The lesser kiskadee has a disjunct distribution. Subspecies P. l. panamensis is found from the Panama Canal Zone east along the Caribbean coast of Colombia slightly into northwestern Venezuela. The nominate subspecies has two populations. One ranges along eastern Brazil from Pernambuco south to Rio de Janeiro state. The other range is much larger. From the eastern half of Colombia it extends south through eastern Ecuador and eastern Peru into northern Bolivia and east from that area across the northern half of Venezuela, the Guianas, and most of Amazonian Brazil. It has also been recorded as a vagrant in Argentina. One researcher contends that the apparent gap between the nominate's two ranges is an artifact of low sampling effort and overlooked early records from the area.

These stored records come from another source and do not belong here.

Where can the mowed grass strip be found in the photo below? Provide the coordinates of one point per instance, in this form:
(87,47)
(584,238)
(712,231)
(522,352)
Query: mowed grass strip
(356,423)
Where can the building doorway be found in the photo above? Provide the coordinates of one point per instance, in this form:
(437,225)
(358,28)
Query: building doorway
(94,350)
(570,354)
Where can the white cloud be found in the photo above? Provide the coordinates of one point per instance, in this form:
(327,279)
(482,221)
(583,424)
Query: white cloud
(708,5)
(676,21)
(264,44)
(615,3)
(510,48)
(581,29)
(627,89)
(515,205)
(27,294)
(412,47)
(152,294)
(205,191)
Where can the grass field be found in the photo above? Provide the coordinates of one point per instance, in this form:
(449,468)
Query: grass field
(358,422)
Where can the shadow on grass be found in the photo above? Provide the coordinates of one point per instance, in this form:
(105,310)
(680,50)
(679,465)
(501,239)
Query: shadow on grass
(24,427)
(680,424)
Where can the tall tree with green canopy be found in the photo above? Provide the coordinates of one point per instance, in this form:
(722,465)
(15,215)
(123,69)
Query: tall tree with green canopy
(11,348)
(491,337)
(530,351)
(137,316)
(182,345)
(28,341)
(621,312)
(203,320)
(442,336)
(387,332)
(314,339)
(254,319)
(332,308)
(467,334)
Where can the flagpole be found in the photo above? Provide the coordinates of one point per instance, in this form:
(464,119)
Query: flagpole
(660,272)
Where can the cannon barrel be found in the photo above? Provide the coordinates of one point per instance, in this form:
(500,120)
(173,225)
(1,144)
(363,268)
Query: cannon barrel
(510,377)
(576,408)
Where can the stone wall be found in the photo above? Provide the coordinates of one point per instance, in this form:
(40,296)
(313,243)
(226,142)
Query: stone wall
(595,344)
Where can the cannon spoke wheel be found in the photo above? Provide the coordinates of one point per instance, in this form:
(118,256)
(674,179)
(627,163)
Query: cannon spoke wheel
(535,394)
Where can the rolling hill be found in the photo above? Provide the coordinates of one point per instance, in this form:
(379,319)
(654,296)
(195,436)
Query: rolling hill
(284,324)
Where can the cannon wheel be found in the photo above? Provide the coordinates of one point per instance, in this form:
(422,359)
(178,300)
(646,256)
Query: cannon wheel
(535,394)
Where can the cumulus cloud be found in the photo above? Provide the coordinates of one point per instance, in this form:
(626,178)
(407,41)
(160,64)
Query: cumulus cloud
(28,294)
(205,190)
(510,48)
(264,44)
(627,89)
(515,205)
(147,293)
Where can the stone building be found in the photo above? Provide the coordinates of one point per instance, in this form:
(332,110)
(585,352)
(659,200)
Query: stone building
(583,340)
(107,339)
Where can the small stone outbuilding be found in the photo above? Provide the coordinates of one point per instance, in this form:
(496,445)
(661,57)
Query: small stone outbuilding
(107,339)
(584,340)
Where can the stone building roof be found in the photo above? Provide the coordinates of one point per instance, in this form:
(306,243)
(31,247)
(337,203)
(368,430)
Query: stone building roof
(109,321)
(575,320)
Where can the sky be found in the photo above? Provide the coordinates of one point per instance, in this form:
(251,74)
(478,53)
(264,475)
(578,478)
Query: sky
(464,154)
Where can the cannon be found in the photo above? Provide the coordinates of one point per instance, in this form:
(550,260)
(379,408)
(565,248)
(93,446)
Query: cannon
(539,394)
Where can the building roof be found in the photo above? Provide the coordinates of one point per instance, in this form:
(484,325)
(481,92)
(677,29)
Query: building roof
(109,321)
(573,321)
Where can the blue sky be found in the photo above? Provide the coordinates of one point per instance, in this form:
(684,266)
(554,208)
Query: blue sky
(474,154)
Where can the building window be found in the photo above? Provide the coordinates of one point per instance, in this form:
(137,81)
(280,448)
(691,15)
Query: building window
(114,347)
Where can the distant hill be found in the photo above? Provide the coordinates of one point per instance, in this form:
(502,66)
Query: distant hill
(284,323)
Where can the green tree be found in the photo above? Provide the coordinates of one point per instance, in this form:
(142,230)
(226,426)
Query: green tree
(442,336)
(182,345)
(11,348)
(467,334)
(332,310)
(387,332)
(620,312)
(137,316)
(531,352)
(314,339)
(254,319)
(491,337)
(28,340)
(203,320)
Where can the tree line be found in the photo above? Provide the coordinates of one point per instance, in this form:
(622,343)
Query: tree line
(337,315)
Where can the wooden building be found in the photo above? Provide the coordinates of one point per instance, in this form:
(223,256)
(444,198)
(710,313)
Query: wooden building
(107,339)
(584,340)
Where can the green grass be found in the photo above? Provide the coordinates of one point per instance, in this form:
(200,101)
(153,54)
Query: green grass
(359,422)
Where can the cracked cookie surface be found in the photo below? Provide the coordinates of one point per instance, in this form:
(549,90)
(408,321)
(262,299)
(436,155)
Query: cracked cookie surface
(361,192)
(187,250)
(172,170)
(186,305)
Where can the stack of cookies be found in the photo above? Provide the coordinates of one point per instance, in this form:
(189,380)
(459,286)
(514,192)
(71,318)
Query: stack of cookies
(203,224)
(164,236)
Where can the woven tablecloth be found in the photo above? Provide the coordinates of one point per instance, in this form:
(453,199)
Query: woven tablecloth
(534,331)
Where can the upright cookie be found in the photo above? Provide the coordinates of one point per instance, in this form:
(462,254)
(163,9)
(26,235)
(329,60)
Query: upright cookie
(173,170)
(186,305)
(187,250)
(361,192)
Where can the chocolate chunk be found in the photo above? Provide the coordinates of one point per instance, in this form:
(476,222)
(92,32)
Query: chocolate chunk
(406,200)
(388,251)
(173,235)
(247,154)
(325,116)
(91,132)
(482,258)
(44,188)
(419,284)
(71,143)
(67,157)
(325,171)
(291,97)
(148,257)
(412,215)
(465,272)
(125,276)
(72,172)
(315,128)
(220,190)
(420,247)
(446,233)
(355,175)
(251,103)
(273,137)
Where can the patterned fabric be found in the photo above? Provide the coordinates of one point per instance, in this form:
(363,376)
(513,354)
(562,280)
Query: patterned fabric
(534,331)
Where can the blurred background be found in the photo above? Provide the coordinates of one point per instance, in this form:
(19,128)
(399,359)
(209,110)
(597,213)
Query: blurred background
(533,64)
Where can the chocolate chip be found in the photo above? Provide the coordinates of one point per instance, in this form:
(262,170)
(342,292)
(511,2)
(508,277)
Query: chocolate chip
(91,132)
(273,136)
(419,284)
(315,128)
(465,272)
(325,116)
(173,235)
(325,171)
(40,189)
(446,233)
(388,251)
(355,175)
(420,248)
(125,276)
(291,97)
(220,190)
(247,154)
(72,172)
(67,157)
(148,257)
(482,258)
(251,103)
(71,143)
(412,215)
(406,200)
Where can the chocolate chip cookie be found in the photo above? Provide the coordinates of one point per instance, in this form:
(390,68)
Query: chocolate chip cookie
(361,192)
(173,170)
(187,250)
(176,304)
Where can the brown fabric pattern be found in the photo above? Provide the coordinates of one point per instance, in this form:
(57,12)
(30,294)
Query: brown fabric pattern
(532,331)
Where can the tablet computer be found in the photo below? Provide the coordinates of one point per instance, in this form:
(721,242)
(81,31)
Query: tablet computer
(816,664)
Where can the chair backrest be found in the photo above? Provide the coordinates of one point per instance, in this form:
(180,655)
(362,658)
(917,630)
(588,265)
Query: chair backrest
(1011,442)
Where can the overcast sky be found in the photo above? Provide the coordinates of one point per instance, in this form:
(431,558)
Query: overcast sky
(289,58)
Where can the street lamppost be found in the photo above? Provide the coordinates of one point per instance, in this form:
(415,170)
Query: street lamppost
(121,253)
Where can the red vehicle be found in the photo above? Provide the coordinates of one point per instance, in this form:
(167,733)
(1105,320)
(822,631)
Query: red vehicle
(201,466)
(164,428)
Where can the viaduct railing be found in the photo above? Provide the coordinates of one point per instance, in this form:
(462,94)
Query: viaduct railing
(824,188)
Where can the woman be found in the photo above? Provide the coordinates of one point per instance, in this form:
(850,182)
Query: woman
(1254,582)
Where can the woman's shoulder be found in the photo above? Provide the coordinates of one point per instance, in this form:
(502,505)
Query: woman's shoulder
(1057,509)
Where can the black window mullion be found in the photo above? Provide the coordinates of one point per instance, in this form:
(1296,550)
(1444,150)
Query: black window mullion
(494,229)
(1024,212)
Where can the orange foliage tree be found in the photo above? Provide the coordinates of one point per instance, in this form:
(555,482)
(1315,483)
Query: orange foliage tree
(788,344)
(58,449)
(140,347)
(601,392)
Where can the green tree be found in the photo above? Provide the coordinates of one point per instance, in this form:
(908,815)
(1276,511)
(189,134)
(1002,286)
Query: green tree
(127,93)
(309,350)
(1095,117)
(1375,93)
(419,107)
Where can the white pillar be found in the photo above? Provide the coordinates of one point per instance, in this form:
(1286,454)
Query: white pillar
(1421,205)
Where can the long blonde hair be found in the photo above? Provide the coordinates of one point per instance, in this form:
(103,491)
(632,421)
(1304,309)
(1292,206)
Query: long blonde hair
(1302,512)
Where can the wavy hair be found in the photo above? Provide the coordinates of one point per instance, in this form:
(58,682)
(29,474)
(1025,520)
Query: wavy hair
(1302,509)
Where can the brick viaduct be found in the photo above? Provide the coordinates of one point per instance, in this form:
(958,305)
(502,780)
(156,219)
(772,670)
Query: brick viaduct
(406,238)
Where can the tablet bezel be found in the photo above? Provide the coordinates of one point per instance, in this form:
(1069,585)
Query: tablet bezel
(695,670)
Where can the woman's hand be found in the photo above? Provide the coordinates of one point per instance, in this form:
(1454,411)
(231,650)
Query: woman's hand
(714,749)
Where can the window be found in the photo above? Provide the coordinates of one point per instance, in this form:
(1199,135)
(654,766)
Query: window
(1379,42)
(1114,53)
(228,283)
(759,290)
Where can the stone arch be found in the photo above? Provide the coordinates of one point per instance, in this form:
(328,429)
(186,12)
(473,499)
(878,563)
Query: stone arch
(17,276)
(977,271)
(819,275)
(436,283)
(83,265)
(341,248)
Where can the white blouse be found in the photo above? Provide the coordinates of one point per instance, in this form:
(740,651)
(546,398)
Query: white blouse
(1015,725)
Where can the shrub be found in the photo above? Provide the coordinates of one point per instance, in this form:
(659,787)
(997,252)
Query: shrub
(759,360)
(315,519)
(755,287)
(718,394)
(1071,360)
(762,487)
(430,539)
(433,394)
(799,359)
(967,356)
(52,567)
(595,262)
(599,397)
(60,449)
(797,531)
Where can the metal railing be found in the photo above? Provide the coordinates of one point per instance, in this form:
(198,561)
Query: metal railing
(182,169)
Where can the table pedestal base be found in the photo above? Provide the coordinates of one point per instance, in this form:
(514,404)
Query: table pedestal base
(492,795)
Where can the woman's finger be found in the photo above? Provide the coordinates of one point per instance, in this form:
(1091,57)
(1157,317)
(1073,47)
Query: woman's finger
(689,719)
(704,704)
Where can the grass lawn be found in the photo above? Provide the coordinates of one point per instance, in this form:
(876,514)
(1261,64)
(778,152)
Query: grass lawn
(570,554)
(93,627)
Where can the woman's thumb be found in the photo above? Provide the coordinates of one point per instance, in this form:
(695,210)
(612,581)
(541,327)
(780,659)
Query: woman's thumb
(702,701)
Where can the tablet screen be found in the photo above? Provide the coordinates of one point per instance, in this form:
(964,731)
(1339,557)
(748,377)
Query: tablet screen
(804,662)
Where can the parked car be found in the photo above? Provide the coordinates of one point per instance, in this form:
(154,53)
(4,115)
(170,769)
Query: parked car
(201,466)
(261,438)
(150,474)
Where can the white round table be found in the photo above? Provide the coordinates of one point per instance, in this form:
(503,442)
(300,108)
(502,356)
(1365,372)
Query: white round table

The lesser kiskadee inhabits a variety of landscapes in the tropical zone; in all of them it is found near water. Its habitats include marshy, shrubby, pasture; grasslands along waterways with shrubs, low trees, and snags; wooded borders along streams, rivers, and oxbow lakes; and sometimes mangroves and the edges of saltwater lagoons. In elevation in Brazil it ranges from sea level mostly to 500 m but "locally may be higher". It reaches 500 m in Colombia and Ecuador, 750 m in Peru, and mostly to 350 m with a sight record at 1300 m in Venezuela.

==Behavior==
===Movement===

The lesser kiskadee is thought to be a year-round resident across its range.

===Feeding===

The lesser kiskadee feeds on insects. It usually forages in pairs though sometimes singly or in small family groups. It perches up to about 3 m above the ground or water. It captures most prey with sallies to snatch it from vegetation or the surface of standing water. It occasionally drops to the ground to take prey there.

===Breeding===

The lesser kiskadee's breeding season has not been fully defined. It spans June to October in Venezuela, October to January in Peru, and includes June and July in Colombia and March and April in Panama. Its nest is an open cup made from small twigs and coarse grass lined with finer grass, leaves, and rootlets. It is usually placed in a shrub, small tree, or on a stump near or over water. In a study in Panama, eight nests were placed between 1.2 and 2.4 m above the substrate. The clutch size is two or three eggs. In the Panama study, almost all of the incubation of the clutch and brooding of nestlings were by the female. Both parents provisioned nestlings. The incubation period and time to fledging were not determined.

===Vocalization===

The lesser kiskadee's calls include "a vigorous, buzzy, rather nasal dzay or dzweey", a "more prolonged dzay-dzwey-dwzee-zwee", and "keekzi-deeée, queé-be and dree, dear-wrr". "[P]artners also give chattery ca-déde in greeting."

==Status==

The IUCN has assessed the lesser kiskadee as being of Least Concern. It has a large range; its population of at least five million mature idividuals is believed to be decreasing. No immediate threats have been identified. It is considered fairly common overall. It "[o]ccurs in many national parks and other protected areas [and much] of this species' habitat within its area of distribution remains in pristine or near-pristine condition."